The colours of autumn are now hitting Kyoto, Japan’s ancient city steeped in history, culture and tradition and one visited by countless tourists―both Japanese and foreign―every year.
The staff at MOSHI MOSHI NIPPON took a trip to Kyoto to gather information. The theme of the research is “Discover own your Kyoto,” where we introduce little-known places to you in Japan’s former Imperial capital that are not yet known by many people.
This is the second article in the series where we consider a trip to Tokyo for adults. We have a list of recommended spots where adults can go to enjoy a quiet and peaceful time while strolling through traditional places.
1: “Oyamazaki Villa Museum of Art” – Appreciate Claude Monet in a traditional western-style building
The Oyamazaki Villa Museum of Art is a western-style house that was built around the Taisho and early Showa periods and was turned into a museum. It was formerly used as a villa.

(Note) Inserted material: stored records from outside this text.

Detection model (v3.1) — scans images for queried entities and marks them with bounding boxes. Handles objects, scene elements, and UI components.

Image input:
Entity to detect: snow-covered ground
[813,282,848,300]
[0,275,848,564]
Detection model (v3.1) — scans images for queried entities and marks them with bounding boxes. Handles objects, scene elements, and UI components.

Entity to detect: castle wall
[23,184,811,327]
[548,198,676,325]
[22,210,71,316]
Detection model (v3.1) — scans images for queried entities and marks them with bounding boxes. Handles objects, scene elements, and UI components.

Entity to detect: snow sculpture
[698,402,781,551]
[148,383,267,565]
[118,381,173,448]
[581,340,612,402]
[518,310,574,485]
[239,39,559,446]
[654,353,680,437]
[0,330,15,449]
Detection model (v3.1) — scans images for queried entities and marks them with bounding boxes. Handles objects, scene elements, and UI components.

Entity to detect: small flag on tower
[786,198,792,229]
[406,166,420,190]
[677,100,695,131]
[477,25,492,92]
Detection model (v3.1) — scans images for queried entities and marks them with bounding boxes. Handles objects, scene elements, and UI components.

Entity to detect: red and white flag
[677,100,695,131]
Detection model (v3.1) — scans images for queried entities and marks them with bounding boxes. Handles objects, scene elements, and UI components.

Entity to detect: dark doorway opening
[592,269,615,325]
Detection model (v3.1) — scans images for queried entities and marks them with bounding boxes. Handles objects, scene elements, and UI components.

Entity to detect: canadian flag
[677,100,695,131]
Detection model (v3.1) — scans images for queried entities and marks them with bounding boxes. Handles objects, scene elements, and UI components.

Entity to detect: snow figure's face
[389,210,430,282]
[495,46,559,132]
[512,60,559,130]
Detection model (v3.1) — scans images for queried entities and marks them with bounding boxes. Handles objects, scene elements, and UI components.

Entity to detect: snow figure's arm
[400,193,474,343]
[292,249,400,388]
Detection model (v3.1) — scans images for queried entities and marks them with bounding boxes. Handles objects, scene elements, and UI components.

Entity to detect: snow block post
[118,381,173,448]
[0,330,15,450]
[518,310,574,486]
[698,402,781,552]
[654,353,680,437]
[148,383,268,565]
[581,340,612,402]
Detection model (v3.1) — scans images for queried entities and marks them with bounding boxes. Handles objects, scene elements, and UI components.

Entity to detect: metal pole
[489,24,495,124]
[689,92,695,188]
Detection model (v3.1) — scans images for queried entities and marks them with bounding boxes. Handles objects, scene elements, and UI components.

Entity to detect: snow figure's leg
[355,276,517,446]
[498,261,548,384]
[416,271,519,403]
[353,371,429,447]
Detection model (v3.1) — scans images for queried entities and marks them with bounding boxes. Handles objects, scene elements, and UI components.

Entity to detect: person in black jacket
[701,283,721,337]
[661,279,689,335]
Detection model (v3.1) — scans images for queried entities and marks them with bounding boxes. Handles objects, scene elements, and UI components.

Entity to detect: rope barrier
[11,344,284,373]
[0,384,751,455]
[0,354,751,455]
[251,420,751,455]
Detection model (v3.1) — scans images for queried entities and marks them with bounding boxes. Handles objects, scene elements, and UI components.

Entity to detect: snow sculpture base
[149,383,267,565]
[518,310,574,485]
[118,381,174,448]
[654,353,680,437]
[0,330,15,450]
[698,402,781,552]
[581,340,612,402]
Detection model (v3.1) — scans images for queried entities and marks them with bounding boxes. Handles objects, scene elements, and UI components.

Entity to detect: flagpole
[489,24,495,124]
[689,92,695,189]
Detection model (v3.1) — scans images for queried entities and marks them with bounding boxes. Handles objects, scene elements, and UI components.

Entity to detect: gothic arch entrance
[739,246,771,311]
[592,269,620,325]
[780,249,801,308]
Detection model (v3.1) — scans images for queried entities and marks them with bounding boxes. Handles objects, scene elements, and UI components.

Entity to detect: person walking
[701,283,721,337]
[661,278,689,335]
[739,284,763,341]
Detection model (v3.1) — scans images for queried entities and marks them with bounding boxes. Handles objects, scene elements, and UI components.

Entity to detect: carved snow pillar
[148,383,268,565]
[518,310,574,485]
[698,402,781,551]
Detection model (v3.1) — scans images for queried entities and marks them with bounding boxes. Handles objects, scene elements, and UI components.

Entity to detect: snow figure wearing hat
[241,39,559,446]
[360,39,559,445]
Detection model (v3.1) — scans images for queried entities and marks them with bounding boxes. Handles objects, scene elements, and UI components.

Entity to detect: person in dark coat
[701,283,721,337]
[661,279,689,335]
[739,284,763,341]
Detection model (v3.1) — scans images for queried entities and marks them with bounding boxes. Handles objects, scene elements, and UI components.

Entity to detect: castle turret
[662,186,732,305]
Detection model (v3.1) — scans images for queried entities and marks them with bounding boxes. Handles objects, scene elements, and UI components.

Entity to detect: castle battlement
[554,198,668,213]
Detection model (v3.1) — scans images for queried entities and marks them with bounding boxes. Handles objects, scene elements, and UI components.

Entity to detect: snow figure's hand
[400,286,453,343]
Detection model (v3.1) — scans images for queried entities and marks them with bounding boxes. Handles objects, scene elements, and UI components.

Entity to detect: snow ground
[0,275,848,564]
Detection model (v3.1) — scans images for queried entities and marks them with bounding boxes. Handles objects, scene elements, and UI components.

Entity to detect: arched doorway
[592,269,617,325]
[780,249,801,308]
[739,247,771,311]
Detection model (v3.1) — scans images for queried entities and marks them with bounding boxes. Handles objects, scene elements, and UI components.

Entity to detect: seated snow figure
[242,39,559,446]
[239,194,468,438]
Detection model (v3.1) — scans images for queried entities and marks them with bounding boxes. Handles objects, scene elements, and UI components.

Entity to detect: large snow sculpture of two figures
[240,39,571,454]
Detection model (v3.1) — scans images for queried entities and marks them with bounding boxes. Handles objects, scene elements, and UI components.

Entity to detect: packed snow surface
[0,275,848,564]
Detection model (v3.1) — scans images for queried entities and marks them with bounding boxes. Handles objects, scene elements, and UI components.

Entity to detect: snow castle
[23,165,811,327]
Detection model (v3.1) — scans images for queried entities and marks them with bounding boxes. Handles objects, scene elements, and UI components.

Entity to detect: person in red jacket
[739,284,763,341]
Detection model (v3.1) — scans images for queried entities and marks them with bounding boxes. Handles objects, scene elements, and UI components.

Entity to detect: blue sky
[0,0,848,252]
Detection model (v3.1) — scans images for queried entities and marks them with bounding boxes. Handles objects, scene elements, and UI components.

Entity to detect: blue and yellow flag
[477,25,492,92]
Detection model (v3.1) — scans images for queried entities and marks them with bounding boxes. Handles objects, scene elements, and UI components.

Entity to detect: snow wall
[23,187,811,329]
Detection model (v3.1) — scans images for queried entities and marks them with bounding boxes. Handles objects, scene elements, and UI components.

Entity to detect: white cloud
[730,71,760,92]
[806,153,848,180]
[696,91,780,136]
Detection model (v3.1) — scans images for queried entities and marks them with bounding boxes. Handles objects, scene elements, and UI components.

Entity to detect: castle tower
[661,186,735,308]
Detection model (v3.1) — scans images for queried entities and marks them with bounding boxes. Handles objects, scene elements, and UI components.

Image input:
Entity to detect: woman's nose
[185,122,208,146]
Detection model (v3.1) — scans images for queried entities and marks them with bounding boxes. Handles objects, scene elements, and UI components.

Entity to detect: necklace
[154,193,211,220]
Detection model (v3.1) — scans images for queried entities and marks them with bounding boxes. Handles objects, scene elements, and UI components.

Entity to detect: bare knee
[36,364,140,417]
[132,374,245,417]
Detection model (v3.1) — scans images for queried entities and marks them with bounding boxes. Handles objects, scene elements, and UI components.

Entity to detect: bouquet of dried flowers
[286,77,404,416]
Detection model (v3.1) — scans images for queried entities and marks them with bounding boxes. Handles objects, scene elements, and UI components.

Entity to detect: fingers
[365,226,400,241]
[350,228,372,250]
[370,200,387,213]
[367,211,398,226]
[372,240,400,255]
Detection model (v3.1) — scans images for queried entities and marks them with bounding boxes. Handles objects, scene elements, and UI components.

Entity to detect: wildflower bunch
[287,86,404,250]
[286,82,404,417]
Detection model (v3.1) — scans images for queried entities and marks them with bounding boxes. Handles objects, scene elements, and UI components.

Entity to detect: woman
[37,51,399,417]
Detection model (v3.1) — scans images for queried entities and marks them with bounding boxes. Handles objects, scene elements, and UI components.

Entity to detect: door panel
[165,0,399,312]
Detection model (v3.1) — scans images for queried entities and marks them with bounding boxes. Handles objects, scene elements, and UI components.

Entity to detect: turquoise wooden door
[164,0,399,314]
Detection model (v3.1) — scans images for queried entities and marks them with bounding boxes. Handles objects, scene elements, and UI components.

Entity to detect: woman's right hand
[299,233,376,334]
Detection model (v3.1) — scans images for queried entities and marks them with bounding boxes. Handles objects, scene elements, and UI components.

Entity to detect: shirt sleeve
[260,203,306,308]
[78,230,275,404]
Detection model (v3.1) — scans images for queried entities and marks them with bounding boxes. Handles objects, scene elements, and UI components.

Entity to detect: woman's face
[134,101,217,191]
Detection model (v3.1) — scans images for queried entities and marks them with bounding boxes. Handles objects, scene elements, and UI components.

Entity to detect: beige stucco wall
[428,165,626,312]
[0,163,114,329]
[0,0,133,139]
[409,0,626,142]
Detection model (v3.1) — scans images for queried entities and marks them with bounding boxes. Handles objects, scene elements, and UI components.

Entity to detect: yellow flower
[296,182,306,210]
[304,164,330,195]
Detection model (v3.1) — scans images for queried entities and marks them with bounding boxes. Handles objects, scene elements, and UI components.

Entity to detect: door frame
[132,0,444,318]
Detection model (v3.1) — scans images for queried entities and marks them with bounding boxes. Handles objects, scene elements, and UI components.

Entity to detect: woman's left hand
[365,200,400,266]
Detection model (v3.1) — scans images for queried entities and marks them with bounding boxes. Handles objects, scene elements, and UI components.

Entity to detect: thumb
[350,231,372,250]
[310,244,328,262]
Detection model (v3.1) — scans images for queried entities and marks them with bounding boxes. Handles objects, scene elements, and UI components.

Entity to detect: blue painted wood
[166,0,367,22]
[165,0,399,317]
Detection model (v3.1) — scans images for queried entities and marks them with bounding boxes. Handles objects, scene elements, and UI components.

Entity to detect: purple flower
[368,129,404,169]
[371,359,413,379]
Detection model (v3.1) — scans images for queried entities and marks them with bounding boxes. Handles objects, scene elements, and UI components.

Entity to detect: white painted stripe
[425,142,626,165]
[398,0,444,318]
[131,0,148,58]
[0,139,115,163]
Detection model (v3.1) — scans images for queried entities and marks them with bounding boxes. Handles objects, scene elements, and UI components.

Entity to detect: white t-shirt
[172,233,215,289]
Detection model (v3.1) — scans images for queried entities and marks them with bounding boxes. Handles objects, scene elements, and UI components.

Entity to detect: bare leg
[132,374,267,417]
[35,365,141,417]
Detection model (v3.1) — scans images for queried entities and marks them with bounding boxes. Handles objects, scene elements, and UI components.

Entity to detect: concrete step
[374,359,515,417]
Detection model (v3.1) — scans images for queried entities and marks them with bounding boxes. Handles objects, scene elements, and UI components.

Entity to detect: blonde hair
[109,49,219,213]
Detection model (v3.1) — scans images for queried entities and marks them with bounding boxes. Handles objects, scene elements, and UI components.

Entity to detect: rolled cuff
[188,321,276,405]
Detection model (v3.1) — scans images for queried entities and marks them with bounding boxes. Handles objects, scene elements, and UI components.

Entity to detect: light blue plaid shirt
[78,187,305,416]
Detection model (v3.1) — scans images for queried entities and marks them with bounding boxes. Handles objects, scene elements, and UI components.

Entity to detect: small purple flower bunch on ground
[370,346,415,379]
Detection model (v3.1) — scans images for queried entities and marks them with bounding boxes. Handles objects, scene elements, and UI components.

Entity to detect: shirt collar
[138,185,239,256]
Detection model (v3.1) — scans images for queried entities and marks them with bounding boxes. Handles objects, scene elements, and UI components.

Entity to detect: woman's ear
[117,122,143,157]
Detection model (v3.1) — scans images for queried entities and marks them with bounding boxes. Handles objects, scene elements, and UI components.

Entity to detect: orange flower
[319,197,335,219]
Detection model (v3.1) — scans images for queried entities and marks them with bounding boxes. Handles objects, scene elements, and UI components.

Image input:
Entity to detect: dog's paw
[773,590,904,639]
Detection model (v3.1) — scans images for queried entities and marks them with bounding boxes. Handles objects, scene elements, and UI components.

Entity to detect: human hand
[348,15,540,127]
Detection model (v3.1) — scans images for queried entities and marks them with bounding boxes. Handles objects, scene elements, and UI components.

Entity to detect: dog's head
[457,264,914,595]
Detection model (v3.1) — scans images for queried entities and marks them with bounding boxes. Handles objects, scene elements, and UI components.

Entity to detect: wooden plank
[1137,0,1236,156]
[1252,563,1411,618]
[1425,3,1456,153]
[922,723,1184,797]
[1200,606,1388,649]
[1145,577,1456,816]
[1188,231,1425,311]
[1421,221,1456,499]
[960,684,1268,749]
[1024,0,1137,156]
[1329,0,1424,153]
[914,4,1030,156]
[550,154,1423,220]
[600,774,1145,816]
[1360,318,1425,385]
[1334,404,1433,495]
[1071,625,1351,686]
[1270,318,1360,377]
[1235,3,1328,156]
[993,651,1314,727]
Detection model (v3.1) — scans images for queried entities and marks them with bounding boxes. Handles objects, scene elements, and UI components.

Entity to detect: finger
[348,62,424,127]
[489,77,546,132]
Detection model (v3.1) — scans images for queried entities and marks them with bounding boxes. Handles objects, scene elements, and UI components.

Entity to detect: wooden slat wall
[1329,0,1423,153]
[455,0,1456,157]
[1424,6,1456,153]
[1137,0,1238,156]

On either side of the museum sits the Underground Jewelry Box―an underground building built to turn the villa into a museum, and the Dream Box―a gallery, both built by Japanese architect Tadao Ando. Both buildings house permanent art exhibitions as well as periodic exhibitions. The second floor of the museum also has a café. We received special permission to tour the site but it is normally off-limits.
The inside of the building has a retro style to it. The doors, lamps and stained glass windows create an otherworldly atmosphere. The stained glass window pictured above has been there since the building was first built.
Inside the Underground Jewelry Box, paintings such as those from Claude Monet’s lauded Water Lilies series line the undressed concrete walls. These are housed here permanently but the pieces may be switched for certain events.
When we visited there was an event happening titled “Viewing the Kimono in Junichiro TANIZAKI’s Literary Works.” The exhibition looks at how Japanese author Junichiro Tanizaki depicted women and their fashion and examines the way they dress. On display are kimono recreated from his works. The exhibition is ongoing until December 2, 2018.
The designs revive those used in the time. Dot patterns are used as is lace. The outfits are also finished with baskets and boots too. Every kimono there will have you thinking just how stylish the women of that time were. You can really get a sense of the fashion back then.
The second floor café has a terrace where you can enjoy an unbroken view of the cityscape. When you’ve had your fill of art, head up and indulge in some tea and cake while enjoying the scenery.
2: “Yanagimachi” – A restaurant renovated from a townhouse
Next on the list is Yanagimachi, a restaurant located in Fukuchiyama. The surrounding area of the city is rich in agricultural produce and livelihood is still surrounded by the grace of the forest today.
Situated within this “Forest of Kyoto” is Yanagimachi, a restaurant that was renovated from a traditional townhouse built in the Meiji period. Despite being in the middle of Fukuchiyama it’s located in a place that still has that old fashioned Japanese castle town atmosphere. The entrance can be found on the side as you walk across the stone paving.
When you walk in, it doesn’t feel like a building from the Meiji period at all – it’s so modern!
We ate food made using vegetables harvested locally, amazing chicken and fish. The sashimi included pickled mackerel, greater amberjack, porgy and young Pacific bluefin tuna. Their huge portions of karaage fried food are also one of their specialties.
This photo above is another one of the restaurant’s famous foods: kamosuki. The fat of the duck is smooth and melts in your mouth. The locally harvested Kujo green onions are sweet and went perfectly with the duck.
Discover the taste of Kyoto by trying this food yourself – food you can’t find anywhere else, served in a restaurant hidden and tucked away from the world.
Did you enjoy this “adult” trip to Kyoto? Kyoto is home many hidden gem locations. Try finding your own “Discover own your Kyoto” too and discover new things to enjoy in the city.